XLxa historia de España es recurrente. Pasan las generaciones, pero problemas similares aparecen y desaparecen. Hoy, un viejo espectro que creíamos conjurado tras la desaparición del Estado centralista y su sustitución por el Estado autonómico, emerge de nuevo, proponiendo otra vez la confrontación entre los nacionalistas identitarios del separatismo y los nacionalistas tradicionales de la uniformidad. Estos últimos perdieron la batalla con la creación del actual Estado descentralizado. Aquellos, por su parte, creen que el Estado autonómico es solamente una etapa en el camino que conduce a la independencia o a la creación de una comunidad de miniestados, como fórmula confederal de bases tan endebles como la que se creó en el antiguo espacio soviético a la caída del comunismo.

Lenin había definido al Imperio zarista como una cárcel de pueblos. Por lo que se vio, esa cárcel quedó vacía no con la caída del zarismo sino por la evaporación de la dictadura del proletariado. Toda una lección. Sin embargo, España no ha sido históricamente una cárcel de pueblos, como algunos exaltados nacionalistas quieren hacer creer. Sí hubo una dictadura de cuarenta años, pero durante ella estuvimos todos los españoles encarcelados, y no por eso hemos aceptado que el dictador monopolizase todo lo que representa España en su historia (no olvidemos el mito de las dos españas) ni que haya quedado estigmatizada nuestra personalidad colectiva para siempre jamás. Nada en política es inocuo, ni dejan de incidir en nuestra vida colectiva y en la conciencia social los conflictos y debates que se desencadenan sobre elementos cruciales de la organización de la vida colectiva y de la Constitución. Todos somos partícipes de las características de la sociedad de la que formamos parte, lo que no quiere decir que reaccionemos agresivamente frente a quienes mantengan posiciones contrarias a las nuestras. Pues bien, situándonos en el plano de un debate limpio, pacífico y democrático, muchos españoles tienen derecho a sostener frente a sus opositores nacionalistas que, si España no es una Nación, como ellos afirman, Cataluña, Euskadi o cualesquiera otra región que lo pretenda tampoco son naciones. Porque al igual que el conjunto de España, por razones de carácter humano y demográfico son también comunidades de composición diversa y plural; con una dosificación en la que el componente autóctono no llega al 50%, y el resto corresponde a una población generalmente emigrante de otras regiones, cuyas raíces culturales, territoriales o lingüísticas, no debieran ser tan ostentosamente ignoradas, sometiendo a los foráneos a procesos de asimilación y homogeneización que terminan provocando en las generaciones de emigrantes y sus descendientes, situados en la base social popular, la pérdida de toda noción y conciencia de sus orígenes. Aquí se verifica, una vez más, como toda política inspirada por los nacionalismos, sean centrales o periféricos, esconde tras su folclórica fraternidad colectiva, la triste realidad de negar al diferente, y cuando no puede borrar su imagen, lo discrimina.

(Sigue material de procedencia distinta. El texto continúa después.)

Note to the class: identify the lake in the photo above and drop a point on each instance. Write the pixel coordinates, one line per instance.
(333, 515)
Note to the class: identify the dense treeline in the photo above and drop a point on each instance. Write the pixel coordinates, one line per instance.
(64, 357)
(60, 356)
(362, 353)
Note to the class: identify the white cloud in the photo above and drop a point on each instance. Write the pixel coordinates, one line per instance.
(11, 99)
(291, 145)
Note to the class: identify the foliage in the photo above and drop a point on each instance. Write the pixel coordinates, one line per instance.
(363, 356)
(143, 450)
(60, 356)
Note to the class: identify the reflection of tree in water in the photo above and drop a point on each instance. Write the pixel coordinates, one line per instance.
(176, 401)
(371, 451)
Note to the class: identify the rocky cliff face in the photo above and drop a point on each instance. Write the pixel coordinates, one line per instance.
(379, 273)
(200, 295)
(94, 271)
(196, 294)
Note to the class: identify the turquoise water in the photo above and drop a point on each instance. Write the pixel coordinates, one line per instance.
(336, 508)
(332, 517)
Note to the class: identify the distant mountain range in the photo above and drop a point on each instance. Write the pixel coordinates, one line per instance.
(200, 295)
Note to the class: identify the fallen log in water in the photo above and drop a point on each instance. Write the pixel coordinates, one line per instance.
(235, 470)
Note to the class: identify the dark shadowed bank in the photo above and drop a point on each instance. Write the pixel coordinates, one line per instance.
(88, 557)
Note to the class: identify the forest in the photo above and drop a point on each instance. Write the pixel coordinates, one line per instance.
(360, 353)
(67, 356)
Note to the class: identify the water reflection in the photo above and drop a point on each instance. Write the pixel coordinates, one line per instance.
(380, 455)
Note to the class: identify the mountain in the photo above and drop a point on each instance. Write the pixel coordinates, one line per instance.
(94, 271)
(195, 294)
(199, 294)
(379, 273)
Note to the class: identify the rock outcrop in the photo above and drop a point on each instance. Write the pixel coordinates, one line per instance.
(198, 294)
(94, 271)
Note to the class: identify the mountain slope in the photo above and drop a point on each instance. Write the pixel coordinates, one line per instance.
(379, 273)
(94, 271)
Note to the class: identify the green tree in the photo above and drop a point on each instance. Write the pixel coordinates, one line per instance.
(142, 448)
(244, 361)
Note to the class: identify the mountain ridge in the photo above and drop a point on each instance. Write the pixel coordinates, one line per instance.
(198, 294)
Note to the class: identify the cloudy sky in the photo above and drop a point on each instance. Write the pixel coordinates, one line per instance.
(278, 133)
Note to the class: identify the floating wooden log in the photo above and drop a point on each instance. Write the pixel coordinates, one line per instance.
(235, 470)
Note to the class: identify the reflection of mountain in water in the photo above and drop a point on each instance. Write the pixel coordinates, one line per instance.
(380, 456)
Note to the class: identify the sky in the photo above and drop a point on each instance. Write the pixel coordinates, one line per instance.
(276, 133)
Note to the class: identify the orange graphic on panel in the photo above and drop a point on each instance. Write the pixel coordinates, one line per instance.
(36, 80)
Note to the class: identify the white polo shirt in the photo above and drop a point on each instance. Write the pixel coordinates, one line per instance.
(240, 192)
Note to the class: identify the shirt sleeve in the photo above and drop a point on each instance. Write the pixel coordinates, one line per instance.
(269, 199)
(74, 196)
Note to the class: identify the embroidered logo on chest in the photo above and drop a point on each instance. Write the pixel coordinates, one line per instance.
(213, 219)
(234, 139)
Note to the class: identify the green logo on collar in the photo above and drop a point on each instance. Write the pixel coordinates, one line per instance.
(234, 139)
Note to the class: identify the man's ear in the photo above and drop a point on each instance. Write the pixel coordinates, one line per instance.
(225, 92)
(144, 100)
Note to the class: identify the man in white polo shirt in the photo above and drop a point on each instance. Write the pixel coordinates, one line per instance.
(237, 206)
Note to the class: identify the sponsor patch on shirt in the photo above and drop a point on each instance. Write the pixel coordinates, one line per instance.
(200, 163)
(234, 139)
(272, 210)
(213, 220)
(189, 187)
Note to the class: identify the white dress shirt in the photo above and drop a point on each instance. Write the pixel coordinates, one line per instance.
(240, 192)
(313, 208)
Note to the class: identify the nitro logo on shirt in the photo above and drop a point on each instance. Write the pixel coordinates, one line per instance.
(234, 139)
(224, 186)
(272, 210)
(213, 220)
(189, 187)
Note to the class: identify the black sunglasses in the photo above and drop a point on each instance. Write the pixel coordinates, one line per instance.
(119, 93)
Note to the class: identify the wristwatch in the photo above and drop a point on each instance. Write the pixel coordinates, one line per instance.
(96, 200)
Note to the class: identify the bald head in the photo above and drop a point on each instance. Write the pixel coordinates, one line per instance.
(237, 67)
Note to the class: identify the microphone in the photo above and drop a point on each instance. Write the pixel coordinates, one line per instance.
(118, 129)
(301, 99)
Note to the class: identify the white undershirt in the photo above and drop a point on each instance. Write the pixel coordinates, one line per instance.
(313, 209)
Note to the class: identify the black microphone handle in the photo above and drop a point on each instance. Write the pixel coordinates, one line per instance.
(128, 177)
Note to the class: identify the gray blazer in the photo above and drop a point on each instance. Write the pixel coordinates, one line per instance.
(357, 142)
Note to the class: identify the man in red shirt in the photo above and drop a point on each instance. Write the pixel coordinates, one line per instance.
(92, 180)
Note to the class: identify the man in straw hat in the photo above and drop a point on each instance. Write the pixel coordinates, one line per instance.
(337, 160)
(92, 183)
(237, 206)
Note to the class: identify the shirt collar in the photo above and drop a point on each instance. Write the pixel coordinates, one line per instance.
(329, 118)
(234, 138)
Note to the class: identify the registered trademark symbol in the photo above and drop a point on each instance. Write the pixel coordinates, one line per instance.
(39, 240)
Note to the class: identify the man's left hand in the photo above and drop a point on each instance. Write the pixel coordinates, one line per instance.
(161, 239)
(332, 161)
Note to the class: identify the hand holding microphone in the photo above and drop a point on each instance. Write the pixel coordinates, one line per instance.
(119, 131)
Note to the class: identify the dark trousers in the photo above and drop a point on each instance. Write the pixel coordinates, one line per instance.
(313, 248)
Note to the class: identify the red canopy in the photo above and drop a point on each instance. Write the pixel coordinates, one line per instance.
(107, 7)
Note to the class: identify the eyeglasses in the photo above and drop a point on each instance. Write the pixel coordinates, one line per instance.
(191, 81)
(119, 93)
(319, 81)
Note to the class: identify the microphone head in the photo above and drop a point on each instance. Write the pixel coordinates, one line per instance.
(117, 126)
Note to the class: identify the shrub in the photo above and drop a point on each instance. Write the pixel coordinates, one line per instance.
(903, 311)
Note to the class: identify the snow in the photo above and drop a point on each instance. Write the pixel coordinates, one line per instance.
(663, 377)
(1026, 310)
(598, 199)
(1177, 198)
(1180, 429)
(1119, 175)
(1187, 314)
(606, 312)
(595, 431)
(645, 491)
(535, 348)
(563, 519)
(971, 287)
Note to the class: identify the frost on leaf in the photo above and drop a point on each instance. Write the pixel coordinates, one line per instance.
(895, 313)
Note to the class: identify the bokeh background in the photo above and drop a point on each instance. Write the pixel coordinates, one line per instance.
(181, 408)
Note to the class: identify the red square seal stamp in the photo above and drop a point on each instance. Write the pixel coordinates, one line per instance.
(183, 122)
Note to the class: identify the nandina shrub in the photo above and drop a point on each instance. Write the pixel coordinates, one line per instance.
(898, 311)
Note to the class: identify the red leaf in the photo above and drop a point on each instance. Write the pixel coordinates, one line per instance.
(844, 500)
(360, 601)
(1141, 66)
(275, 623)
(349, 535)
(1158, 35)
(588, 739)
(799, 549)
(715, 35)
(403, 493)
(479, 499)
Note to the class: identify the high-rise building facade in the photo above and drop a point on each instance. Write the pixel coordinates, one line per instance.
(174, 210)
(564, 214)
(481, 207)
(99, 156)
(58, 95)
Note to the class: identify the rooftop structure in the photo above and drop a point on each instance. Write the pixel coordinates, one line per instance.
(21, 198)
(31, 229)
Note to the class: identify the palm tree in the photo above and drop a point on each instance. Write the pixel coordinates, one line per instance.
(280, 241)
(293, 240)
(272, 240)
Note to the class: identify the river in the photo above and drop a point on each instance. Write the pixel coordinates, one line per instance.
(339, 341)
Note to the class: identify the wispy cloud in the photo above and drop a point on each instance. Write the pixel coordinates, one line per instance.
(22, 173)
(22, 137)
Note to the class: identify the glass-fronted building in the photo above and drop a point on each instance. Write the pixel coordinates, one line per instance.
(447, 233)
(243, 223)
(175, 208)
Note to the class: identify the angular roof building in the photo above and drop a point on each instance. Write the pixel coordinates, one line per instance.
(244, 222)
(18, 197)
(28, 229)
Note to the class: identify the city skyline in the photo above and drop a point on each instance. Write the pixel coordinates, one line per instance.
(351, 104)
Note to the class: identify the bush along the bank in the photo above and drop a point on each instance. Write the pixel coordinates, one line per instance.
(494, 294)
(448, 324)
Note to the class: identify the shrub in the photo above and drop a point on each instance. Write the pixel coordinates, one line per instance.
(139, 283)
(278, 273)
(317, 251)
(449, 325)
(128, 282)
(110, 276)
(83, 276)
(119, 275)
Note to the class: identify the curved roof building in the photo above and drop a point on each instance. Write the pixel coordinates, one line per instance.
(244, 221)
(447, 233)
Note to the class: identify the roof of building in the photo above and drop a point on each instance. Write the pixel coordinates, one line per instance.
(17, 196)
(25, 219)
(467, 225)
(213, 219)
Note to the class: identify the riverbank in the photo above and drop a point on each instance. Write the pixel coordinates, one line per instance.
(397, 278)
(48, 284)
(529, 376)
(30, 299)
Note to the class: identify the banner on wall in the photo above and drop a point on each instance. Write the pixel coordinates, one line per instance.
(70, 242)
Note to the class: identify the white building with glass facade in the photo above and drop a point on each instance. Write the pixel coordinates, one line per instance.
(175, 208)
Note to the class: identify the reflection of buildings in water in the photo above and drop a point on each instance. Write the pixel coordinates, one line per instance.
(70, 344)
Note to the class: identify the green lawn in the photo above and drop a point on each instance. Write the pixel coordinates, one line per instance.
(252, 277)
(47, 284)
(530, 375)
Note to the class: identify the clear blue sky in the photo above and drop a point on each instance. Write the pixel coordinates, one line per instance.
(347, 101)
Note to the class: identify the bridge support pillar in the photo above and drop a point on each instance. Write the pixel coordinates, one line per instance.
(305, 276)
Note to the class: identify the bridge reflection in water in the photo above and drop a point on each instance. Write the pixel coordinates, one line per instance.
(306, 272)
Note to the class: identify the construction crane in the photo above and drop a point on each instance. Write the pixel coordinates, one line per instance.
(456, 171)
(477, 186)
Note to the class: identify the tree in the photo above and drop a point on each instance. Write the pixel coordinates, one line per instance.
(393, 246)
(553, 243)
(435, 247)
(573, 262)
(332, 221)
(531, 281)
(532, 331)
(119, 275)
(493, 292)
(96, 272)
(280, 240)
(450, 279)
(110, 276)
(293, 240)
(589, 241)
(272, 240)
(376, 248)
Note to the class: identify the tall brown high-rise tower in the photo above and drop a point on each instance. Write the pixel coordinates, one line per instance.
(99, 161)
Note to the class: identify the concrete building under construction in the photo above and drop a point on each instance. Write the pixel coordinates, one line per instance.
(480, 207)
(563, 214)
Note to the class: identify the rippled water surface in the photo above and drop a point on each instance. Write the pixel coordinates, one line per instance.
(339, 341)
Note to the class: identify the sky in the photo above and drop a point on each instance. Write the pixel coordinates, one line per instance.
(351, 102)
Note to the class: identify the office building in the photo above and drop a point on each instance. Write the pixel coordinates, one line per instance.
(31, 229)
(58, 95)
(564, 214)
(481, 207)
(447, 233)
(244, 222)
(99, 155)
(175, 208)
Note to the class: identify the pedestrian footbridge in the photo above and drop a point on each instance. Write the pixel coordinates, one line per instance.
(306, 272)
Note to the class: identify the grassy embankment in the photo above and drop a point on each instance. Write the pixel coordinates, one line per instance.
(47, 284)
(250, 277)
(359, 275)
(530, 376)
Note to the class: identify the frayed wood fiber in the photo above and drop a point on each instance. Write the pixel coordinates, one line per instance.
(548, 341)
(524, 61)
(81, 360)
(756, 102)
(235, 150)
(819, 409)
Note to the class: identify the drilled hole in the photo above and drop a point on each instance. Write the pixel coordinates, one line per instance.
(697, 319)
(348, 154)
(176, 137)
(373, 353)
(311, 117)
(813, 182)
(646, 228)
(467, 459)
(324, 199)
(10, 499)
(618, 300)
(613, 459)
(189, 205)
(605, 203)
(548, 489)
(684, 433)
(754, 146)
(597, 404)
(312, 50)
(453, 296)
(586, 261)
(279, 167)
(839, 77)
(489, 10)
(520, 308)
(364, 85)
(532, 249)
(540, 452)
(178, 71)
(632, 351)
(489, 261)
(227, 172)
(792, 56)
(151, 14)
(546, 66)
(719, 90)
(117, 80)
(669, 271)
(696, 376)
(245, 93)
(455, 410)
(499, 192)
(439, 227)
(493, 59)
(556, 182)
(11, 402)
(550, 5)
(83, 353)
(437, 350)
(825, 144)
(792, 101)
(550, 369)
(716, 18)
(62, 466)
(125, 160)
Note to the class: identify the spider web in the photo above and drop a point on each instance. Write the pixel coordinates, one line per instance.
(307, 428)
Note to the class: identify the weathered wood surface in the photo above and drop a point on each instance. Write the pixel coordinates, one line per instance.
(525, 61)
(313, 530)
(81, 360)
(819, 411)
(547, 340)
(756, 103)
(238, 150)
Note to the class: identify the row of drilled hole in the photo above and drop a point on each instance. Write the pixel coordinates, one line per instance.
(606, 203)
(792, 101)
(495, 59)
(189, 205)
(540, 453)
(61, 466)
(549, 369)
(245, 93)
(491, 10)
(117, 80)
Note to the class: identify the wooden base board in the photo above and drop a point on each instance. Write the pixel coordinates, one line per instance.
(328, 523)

Los progresistas debemos advertir a quienes caminan con nosotros que nuestra meta no es la vuelta a la aldea perdida, ni a la vieja choza de la tribu. No queremos contribuir a levantar corrales cada vez más pequeños donde refugiarnos para mirar complacidos eternamente a nuestro propio ombligo. Al contrario, nuestra idea de la ciudadanía se basa en el concepto universal de la igualdad de derechos y dignidad de todos los seres humanos, que para realizarse requiere configurar comunidades políticas cada vez más amplias, dotadas de instituciones comunes capaces de garantizar la desaparición de toda discriminación por razón de nacionalidad, raza, cultura, religión, etcétera. Para los progresistas el progreso no consiste en romper los lazos con los vecinos sino, por el contrario, en anudarlos de manera racional y solidaria. El progreso para España y los españoles ahora no ha de consistir en romper los pocos elementos comunes que nos van quedando, fragmentando la financiación autonómica y la fiscalidad común, blindando y haciendo invulnerables unas competencias autonómicas que, en todo caso, son por imperativo legal y constitucional compartidas; o levantando barreras lingüísticas, utilizando a la lengua como instrumento político de unificación y exclusión; o, por último atribuyendo a algunas comunidades autónomas el término de Nación que la Constitución reserva exclusivamente para España.